Your dp is not well stated. A dp is used whenever the same result is used over and over again. In this case, dp[m][n][state] should represent the same strings being chosen over and over. However, this is not true, because you are crossing states (i.e. for you visiting the first string and then the second is different than visiting the second and then the first). In order to use dp appropriately, you should have a clear visiting order for each of the states. See the following code.
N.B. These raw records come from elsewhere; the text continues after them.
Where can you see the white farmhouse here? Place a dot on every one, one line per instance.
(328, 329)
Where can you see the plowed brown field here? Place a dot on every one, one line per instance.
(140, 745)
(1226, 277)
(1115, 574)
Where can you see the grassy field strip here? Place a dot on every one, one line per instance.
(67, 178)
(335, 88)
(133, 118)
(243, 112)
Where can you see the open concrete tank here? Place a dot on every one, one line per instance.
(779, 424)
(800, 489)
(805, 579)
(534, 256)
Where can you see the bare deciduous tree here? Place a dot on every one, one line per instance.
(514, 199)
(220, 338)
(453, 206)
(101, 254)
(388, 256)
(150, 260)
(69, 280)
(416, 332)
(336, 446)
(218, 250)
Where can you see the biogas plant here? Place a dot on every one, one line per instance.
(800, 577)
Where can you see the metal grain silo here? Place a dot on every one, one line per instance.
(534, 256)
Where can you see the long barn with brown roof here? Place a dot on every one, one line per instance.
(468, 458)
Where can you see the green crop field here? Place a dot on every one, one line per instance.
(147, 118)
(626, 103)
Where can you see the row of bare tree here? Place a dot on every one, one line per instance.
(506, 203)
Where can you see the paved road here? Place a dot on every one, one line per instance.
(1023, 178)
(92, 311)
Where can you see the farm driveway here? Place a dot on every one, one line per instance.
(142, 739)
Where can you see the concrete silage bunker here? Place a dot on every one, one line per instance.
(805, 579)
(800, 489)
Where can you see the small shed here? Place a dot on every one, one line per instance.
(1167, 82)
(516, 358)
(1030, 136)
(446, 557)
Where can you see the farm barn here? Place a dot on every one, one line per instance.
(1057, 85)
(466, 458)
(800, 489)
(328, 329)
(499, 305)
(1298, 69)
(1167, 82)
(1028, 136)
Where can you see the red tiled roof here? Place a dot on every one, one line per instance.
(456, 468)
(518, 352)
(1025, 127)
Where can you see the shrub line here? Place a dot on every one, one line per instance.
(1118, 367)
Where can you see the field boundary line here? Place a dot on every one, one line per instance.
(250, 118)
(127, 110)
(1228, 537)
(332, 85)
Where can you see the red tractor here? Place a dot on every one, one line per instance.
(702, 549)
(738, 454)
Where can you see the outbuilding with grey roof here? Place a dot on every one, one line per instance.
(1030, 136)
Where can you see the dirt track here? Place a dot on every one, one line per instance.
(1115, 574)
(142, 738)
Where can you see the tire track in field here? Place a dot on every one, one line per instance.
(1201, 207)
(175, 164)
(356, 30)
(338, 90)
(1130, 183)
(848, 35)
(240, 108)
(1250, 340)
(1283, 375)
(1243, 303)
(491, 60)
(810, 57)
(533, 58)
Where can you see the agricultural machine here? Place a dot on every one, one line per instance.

We visit the strings in order, from 0 to len - 1.

int letsee(int m, int n, int len, int state)
    {
        if(state==len) return 0; // We have visited all strings in the array.
        if(m == 0 && n == 0) return 0;
        if(m < 0 || n < 0)  // You cannot have m nor n lesser than 0
            return -1;
        if(dp[m][n][state] != -1)
            return dp[m][n][state];

        // If we don't have enough zeros or ones for this item, just ignore it, and get the answer
        // from the next item
        if(m<freq[state][0] || n<freq[state][1])
            return dp[m][n][state]=letsee(m,n,len,state+1);

        dp[m][n][state]=1   // We can at least choose strs[state] to produce.

        // Notice the start of the cycle, it avoids checking the same state
        for(int i = state + 1 ; i < len; i++)
        {
            dp[m][n][state]=max(dp[m][n][state],letsee(m-freq[state][0],n-freq[state][1],len,state+1)+1);
        }

        return dp[m][n][state];
    }

If you have any questions, feel free to ask!